Though natural theology would become prominent in the 18th and 19th centuries, two important precursors of the movement were Richard Bentley and Sir Isaac Newton. Newton was as deeply religious as he was a mathematical genius; though his theological views were considered heretical by Augustinian standards (he tried to correct the “corruptions” of Scripture). Nevertheless, his classic text of physics Principia Mathematica expounded in detail about the attributes of God and sought to identify evidence for the mind of the deity. By the same token Bentley produced arguments from the orderliness of the Solar System for an ultimate designing intelligence. Later in the 18th and 19th centuries thinkers like William Paley and John Ray would permeate the cultural and intellectual milieu of the English Enlightenment with widely read treatises on natural theology popularizing the notion of the “watchmaker.”

However, though natural theology was a popular phenomenon it was not without its cultural despisers. Another intellectual giant of the times, David Hume, marshaled several important criticisms against natural theology, particularly the argument from design, that have had a lasting impact even until today. Hume argued that the argument from design didn’t necessarily take the observer to theism and certainly not the God of revealed religion. For example, let’s say one is able to infer design. It does not follow that there is one designer—there could be many (polytheism). Furthermore, the argument works analogically, and the places where the analogy does not fit are telling. For example, biological substances grow from seedlings into embodied entities without any external help, but mechanical things, like watches, do not grow over time nor do they reproduce. We also have no real criteria for establishing design since we can’t compare a world that is designed with one that is not. Finally, the argument from design appeals to ignorance claiming that because a natural cause cannot be found it must be the handiwork of a designer. The infamous “God of the gaps” fallacy emerges especially when a natural cause is found later.

It is not hard to imagine where Principe falls on the debate over Intelligent Design (ID) theory.
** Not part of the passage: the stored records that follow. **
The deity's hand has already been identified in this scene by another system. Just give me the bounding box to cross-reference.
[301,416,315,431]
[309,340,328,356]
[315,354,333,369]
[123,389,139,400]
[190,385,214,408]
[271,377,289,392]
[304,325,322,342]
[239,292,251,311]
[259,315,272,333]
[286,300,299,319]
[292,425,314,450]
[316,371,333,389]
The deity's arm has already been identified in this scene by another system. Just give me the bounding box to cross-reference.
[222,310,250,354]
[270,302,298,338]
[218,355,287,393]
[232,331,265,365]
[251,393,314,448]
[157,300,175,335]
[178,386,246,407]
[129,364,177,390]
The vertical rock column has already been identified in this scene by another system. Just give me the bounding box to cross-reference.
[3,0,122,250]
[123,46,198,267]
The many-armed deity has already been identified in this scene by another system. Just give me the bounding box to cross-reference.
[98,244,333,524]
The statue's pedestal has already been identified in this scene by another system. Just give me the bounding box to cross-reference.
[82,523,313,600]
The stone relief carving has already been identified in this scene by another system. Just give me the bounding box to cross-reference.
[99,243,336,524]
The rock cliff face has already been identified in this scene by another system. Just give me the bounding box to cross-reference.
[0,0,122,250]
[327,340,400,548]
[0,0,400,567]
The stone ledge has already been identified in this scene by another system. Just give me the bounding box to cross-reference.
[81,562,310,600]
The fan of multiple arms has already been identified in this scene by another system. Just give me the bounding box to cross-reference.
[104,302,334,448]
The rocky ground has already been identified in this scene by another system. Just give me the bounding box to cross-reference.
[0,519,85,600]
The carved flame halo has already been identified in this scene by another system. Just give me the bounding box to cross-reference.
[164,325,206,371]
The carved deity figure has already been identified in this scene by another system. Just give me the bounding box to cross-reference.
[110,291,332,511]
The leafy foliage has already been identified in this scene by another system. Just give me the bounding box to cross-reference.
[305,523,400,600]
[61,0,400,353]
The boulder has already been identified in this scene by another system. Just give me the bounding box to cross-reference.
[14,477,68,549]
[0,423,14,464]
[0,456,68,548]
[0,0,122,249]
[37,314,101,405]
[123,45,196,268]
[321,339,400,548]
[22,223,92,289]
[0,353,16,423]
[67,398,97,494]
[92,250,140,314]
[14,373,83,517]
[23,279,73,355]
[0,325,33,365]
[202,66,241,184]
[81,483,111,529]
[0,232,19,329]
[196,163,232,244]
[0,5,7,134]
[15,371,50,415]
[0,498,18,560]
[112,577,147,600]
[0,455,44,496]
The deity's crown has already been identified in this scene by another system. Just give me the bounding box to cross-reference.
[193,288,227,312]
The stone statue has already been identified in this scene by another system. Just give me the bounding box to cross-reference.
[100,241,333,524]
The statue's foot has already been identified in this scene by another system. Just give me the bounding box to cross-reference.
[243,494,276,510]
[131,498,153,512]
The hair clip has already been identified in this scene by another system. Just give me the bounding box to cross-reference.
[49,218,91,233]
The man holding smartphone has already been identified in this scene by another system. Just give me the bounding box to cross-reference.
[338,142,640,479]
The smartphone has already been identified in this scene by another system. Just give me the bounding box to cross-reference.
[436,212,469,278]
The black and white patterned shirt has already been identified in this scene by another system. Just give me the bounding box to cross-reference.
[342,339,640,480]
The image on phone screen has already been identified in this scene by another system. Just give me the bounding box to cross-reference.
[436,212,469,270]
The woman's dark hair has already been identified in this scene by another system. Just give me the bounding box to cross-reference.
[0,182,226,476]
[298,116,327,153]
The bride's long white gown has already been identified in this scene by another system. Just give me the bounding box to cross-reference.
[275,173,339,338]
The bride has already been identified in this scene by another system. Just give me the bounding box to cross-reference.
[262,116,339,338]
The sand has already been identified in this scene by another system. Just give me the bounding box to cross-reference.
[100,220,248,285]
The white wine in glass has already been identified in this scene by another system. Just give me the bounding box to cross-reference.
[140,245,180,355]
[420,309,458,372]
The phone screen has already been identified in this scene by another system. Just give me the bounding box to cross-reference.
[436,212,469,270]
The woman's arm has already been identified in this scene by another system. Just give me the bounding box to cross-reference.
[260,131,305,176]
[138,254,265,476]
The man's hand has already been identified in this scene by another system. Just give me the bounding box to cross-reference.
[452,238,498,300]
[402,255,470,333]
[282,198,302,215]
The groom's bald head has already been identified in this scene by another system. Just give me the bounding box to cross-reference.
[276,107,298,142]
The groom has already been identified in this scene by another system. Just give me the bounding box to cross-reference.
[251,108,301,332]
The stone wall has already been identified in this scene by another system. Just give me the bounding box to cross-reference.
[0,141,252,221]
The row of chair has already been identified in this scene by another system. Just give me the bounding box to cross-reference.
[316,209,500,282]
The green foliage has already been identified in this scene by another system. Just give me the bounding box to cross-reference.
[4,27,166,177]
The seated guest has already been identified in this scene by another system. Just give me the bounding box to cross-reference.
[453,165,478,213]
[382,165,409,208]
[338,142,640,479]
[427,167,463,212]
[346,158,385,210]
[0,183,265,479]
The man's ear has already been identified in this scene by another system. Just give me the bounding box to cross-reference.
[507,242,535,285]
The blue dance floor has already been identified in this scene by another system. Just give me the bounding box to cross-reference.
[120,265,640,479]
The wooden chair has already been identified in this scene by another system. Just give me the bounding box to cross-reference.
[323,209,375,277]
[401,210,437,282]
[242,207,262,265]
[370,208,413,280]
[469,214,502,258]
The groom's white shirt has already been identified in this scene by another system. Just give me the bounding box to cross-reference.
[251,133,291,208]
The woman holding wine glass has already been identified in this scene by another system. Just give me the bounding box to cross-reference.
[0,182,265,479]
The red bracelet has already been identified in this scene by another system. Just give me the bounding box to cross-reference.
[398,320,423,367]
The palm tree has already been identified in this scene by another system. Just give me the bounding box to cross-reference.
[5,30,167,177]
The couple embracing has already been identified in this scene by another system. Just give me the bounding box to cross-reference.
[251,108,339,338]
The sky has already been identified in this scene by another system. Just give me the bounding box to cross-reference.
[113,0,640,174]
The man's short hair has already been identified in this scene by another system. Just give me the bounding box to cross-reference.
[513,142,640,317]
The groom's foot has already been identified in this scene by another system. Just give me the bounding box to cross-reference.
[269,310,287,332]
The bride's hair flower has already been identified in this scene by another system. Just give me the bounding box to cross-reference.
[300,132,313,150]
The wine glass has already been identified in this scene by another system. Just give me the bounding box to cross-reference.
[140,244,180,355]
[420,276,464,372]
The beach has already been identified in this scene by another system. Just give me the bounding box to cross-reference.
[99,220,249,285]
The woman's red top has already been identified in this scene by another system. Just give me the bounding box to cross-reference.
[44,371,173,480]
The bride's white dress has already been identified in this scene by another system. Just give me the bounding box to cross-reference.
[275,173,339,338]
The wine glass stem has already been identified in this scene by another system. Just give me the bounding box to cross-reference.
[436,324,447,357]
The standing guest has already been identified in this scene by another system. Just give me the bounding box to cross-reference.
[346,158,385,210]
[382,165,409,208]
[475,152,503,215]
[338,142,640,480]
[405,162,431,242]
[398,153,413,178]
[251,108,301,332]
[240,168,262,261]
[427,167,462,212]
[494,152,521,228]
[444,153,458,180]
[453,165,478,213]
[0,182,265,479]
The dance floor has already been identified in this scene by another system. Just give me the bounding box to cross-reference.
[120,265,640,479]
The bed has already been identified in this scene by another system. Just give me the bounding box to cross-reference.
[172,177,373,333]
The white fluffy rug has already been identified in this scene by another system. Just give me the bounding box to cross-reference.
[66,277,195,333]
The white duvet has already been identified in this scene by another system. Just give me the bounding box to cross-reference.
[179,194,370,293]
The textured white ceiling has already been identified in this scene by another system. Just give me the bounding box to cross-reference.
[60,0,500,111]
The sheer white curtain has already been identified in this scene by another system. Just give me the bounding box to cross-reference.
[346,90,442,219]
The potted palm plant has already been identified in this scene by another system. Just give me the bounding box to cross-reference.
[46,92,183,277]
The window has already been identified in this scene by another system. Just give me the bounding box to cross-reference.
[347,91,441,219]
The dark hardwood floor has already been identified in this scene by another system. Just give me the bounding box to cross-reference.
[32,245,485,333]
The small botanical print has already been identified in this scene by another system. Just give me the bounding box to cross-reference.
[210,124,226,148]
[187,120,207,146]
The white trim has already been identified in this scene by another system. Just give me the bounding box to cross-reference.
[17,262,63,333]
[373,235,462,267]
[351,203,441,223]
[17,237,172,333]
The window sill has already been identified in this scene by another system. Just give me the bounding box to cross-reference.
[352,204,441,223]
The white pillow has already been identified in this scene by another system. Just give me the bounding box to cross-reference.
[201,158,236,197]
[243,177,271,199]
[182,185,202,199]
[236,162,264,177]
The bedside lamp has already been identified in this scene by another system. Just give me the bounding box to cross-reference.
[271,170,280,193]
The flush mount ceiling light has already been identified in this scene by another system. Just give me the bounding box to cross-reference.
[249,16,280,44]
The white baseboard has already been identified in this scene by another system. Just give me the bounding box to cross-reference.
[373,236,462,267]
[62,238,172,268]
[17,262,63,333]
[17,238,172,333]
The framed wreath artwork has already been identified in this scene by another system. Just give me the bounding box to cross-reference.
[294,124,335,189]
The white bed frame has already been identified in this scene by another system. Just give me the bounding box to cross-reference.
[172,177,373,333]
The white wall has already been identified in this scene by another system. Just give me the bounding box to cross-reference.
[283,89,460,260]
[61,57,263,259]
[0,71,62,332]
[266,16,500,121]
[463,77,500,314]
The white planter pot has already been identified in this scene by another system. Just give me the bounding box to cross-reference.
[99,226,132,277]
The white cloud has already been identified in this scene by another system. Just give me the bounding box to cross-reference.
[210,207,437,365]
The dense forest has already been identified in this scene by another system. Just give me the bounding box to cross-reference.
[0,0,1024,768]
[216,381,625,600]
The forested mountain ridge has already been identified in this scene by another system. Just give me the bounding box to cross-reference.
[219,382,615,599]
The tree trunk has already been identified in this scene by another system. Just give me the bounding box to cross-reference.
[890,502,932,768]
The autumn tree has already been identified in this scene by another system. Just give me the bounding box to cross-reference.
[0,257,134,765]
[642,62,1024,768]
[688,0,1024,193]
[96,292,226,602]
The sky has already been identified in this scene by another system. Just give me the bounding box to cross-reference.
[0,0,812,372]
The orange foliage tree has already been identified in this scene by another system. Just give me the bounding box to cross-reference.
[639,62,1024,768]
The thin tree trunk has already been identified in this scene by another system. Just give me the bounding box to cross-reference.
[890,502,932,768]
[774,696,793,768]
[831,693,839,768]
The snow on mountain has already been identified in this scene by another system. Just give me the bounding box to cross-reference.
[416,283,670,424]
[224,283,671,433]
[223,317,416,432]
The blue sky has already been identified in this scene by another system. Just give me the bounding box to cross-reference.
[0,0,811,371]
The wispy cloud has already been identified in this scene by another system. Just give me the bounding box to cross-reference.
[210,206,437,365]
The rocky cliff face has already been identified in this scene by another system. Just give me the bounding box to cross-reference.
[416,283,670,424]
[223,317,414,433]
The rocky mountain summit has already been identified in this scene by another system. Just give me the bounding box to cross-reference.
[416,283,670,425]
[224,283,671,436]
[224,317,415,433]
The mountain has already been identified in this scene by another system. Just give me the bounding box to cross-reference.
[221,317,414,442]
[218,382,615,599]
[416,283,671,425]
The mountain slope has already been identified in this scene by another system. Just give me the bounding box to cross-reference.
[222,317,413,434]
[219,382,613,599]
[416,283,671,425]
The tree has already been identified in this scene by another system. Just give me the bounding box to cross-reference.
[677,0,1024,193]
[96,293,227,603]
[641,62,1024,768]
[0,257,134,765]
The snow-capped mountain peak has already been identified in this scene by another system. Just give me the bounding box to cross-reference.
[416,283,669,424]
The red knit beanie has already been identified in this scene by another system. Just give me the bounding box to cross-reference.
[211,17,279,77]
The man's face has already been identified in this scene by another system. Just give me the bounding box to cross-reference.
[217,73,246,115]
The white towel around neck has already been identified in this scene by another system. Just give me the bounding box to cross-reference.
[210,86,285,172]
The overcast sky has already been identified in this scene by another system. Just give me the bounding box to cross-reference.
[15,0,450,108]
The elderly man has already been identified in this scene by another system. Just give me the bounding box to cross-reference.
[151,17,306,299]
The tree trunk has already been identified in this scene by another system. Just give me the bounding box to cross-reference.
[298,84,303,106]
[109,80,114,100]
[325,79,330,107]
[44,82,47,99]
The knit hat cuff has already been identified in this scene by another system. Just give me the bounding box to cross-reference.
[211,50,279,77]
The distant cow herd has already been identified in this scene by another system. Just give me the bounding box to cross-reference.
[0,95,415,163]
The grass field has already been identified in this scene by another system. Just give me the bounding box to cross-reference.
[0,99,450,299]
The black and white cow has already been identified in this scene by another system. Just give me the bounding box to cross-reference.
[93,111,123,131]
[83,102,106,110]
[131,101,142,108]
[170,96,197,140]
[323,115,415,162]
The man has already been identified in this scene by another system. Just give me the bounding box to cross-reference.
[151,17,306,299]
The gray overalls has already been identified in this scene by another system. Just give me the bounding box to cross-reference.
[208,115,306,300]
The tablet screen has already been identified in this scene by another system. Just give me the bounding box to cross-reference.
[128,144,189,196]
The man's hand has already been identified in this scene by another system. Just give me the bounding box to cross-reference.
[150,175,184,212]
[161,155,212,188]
He maintains ID is an updated form of natural theology developed to combat Darwinian evolution—the principle doctrine of materialistic atheism that historically has been feared throughout the ages. He even goes so far to interact with ID theorist William Dembski who avers that ID is a scientific enterprise able to provide the impetus for better scientific explanations. Principe is doubtful. He contends that if a natural explanation cannot be found for the emergence of design then we exhaust our search for a secondary cause and are left with direct primary causation. Direct primary causation may be possible and recognizable, but it is not explainable. What we are essentially left with is a miracle and miracles end scientific investigation... but that is precisely where theological investigation begins.